King is considered one of the top young talents at Riccarton, while he was described last week as one of the best finishers at the club by none other than legendary Hearts striker John Robertson, who has been helping out with coaching.

Locke admits the 19-year-old would do his bid for a more regular starting berth no harm at all if he started putting his shooting ability to use on a more often on a match day.

“If somebody of Robbo’s ilk is saying that he’s one of the best finishers at the club, then that speaks volumes,” said the manager. “I watch Billy every day and he is a fantastic finisher with both feet. That’s one of the things we’re trying to add to his game. I’d like to see him shoot a bit more because he tends to try and pass it in positions where we’d rather he had a shot. He’s a fantastic talent and hopefully he’ll become a Hearts great in years to come.”

Smith, 20, has started three of Hearts’ six league matches this season, while King has started two, including the most recent game against Celtic, while both have been regulars off the bench. Having not yet had the same first-team exposure that the likes of Jason Holt, Jamie Walker and Kevin McHattie enjoyed last season, Locke expects them both to improve as the season goes on.

“Billy and David are still probably trying to get up to speed with the demands of playing in the first team, but it’s probably the one area of the pitch where we can afford to change things a wee bit,” he said. “They’re both young lads, so you’re going to get indifferent performances from them.
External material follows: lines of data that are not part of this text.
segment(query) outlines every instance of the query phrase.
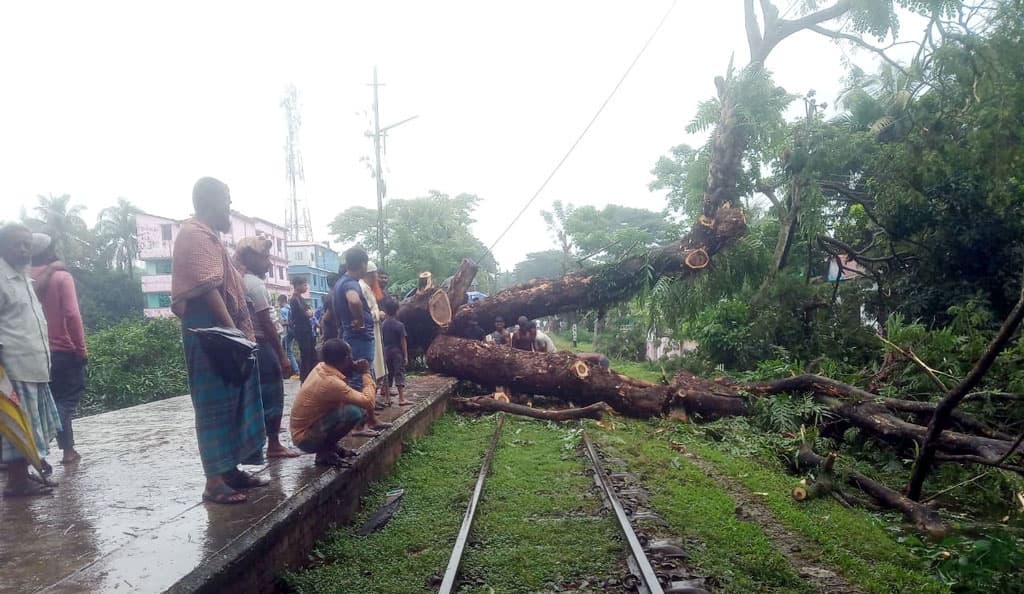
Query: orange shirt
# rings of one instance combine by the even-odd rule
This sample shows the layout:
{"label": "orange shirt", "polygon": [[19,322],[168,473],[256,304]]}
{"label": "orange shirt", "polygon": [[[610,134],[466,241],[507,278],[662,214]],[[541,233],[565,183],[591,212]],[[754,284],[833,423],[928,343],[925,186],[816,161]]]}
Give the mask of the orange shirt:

I’d like to see one or two of them putting up consistent performances week in, week out so I don’t need to change things every week, but they’re young and still learning the game.

“It’s a difficult shift in that position, having to get up and down the pitch. We’re working hard with them and trying to get them working a bit harder when we’ve not got the ball because I think everyone can see that, with the ball, they’ve both got qualities. It’s without the ball that they’ve maybe still got a bit to learn.”